Шутит он, но это и хорошо, потому что немцы сорок первого года с такой радостью не встречались, отчего им будет сюрприз. Это же хорошо, когда сюрприз?
Глава третья
Лис хмыкает, и я его понимаю. Просто как в кино, но колонна странная, никак на танковую роту не тянет. Или потрепали их уже, или здесь не все, то есть «птица-говорун» нужна. В те самые времена это называлось «язык». Два мотоцикла с пулемётами, три лёгких танка, две «тройки», и всё. Больше на маневренную группу смахивает, чем на танковую роту. Сейчас они как раз стоят, жру… принимают пищу, а мы их в оптику разглядываем.
– Ну, самокатчикам я самокаты продырявлю, – задумчиво произносит он. – «Тройки» одним залпом, а там и «двойки» можно, если нам, конечно, не нужен танк.
– А зачем нам танк? – не понимаю я.
– Ну как… покататься, – делает он умильную рожицу, отчего я хихикаю.

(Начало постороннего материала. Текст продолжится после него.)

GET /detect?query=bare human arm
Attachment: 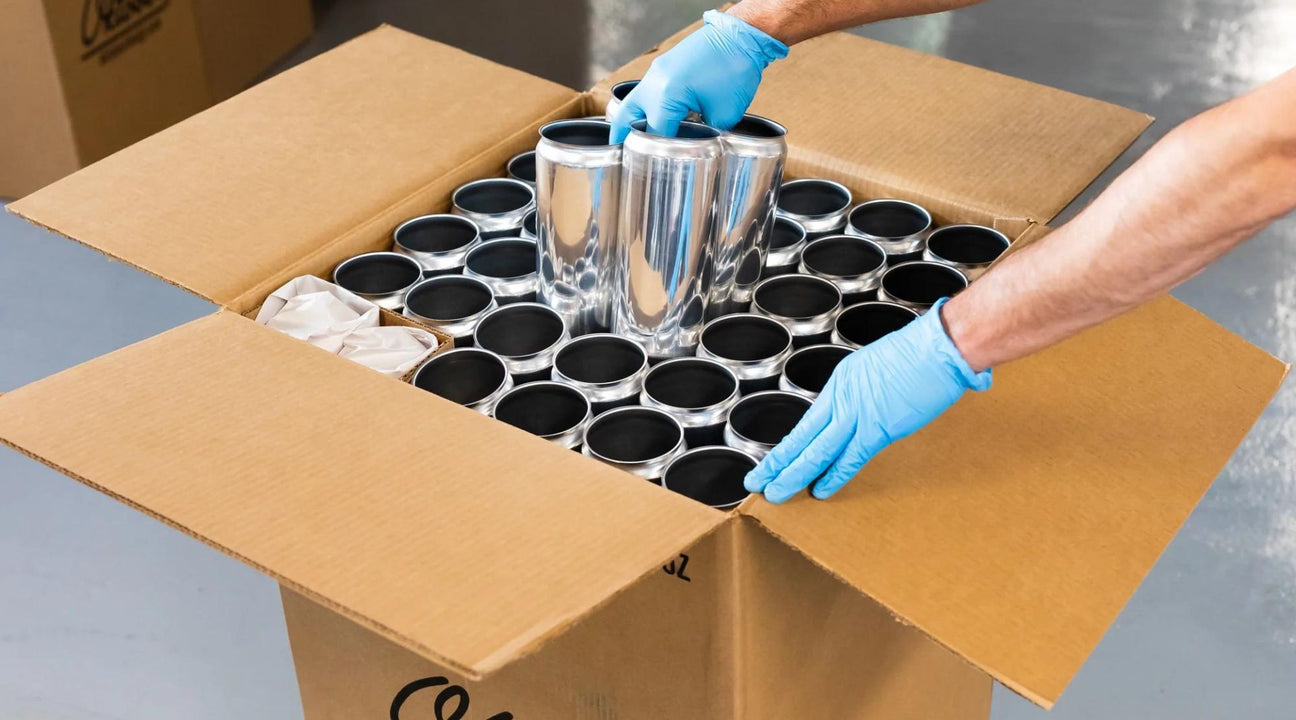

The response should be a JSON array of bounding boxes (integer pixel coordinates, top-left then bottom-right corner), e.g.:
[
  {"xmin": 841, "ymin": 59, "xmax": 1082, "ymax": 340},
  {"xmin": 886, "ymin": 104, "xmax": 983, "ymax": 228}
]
[
  {"xmin": 746, "ymin": 70, "xmax": 1296, "ymax": 502},
  {"xmin": 727, "ymin": 0, "xmax": 982, "ymax": 45},
  {"xmin": 942, "ymin": 70, "xmax": 1296, "ymax": 370}
]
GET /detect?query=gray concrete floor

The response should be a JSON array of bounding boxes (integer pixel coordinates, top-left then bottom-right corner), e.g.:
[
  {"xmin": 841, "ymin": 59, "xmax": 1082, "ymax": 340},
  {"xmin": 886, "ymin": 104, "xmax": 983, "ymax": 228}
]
[{"xmin": 0, "ymin": 0, "xmax": 1296, "ymax": 720}]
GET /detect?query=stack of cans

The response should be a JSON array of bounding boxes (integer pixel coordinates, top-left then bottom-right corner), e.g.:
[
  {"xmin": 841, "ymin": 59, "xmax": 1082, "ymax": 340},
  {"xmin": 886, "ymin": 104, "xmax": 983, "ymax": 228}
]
[{"xmin": 324, "ymin": 83, "xmax": 1008, "ymax": 508}]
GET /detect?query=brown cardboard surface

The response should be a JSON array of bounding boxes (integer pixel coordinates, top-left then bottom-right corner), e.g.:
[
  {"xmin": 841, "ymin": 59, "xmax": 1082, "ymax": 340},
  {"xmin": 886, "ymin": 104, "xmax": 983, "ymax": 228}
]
[
  {"xmin": 44, "ymin": 0, "xmax": 211, "ymax": 164},
  {"xmin": 9, "ymin": 27, "xmax": 577, "ymax": 306},
  {"xmin": 0, "ymin": 1, "xmax": 79, "ymax": 198},
  {"xmin": 193, "ymin": 0, "xmax": 315, "ymax": 102},
  {"xmin": 599, "ymin": 27, "xmax": 1151, "ymax": 223},
  {"xmin": 0, "ymin": 312, "xmax": 726, "ymax": 676},
  {"xmin": 283, "ymin": 524, "xmax": 741, "ymax": 720},
  {"xmin": 736, "ymin": 519, "xmax": 994, "ymax": 720},
  {"xmin": 744, "ymin": 298, "xmax": 1287, "ymax": 706}
]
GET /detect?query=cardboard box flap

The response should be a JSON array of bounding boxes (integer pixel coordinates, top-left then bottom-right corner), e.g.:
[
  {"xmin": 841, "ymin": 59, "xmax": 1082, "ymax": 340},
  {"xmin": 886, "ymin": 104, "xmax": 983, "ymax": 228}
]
[
  {"xmin": 0, "ymin": 311, "xmax": 726, "ymax": 677},
  {"xmin": 10, "ymin": 27, "xmax": 577, "ymax": 306},
  {"xmin": 744, "ymin": 298, "xmax": 1287, "ymax": 707},
  {"xmin": 597, "ymin": 26, "xmax": 1152, "ymax": 221}
]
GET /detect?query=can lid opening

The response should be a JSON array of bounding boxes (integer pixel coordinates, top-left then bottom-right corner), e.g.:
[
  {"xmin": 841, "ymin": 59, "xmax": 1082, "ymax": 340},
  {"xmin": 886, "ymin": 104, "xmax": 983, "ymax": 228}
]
[
  {"xmin": 334, "ymin": 253, "xmax": 422, "ymax": 295},
  {"xmin": 395, "ymin": 215, "xmax": 478, "ymax": 253},
  {"xmin": 413, "ymin": 348, "xmax": 508, "ymax": 405},
  {"xmin": 454, "ymin": 177, "xmax": 535, "ymax": 215},
  {"xmin": 584, "ymin": 408, "xmax": 684, "ymax": 462},
  {"xmin": 728, "ymin": 392, "xmax": 810, "ymax": 445},
  {"xmin": 783, "ymin": 344, "xmax": 851, "ymax": 392},
  {"xmin": 465, "ymin": 238, "xmax": 537, "ymax": 280},
  {"xmin": 644, "ymin": 357, "xmax": 737, "ymax": 408},
  {"xmin": 801, "ymin": 236, "xmax": 886, "ymax": 277},
  {"xmin": 837, "ymin": 302, "xmax": 918, "ymax": 347},
  {"xmin": 406, "ymin": 275, "xmax": 491, "ymax": 321},
  {"xmin": 850, "ymin": 199, "xmax": 932, "ymax": 238}
]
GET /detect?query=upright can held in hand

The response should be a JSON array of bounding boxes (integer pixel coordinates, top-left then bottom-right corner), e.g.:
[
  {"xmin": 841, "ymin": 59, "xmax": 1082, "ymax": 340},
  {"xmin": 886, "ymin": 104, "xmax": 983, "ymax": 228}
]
[
  {"xmin": 612, "ymin": 120, "xmax": 724, "ymax": 359},
  {"xmin": 706, "ymin": 115, "xmax": 788, "ymax": 319},
  {"xmin": 535, "ymin": 120, "xmax": 621, "ymax": 335}
]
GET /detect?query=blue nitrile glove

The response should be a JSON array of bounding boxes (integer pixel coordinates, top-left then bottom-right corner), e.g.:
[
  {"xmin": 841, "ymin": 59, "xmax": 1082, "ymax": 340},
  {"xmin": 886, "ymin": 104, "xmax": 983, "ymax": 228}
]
[
  {"xmin": 612, "ymin": 10, "xmax": 788, "ymax": 144},
  {"xmin": 746, "ymin": 300, "xmax": 990, "ymax": 502}
]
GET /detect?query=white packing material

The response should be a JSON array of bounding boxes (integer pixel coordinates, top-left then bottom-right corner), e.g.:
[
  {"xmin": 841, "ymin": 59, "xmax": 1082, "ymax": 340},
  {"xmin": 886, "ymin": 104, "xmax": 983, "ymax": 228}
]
[
  {"xmin": 257, "ymin": 275, "xmax": 437, "ymax": 378},
  {"xmin": 257, "ymin": 275, "xmax": 378, "ymax": 354},
  {"xmin": 338, "ymin": 325, "xmax": 437, "ymax": 378}
]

Шутки у нас, конечно, специфические, но оно и понятно. Кстати, о танке вопрос интересный, особенно если детей найдём, но это уж Змей решит, командир у нас он. Вообще интересно, это всё или ещё что-то будет? Потому что пять танков – это взвод, но, учитывая смешанный состав, действительно напоминает группу прорыва или рейдовую, например. Мотоциклисты за разведку, лёгкие танки с ними, а те, что потяжелее, замыкают. Всё логично, кажется.
– Лис работает по разведке, – негромко сообщает Змей. – Я тут немножко пошуршу.
– Давай лучше я, – предлагает ему отлично понявший, что нужно сделать, Лис.
– Давай лучше ты, – соглашается командир, кивнув Доку. – Трубы к бою.
– Док понял, – подтверждает тот, вынимая заряды. – Сюда бы «шайтан-трубу», шашлычок бы сварганили.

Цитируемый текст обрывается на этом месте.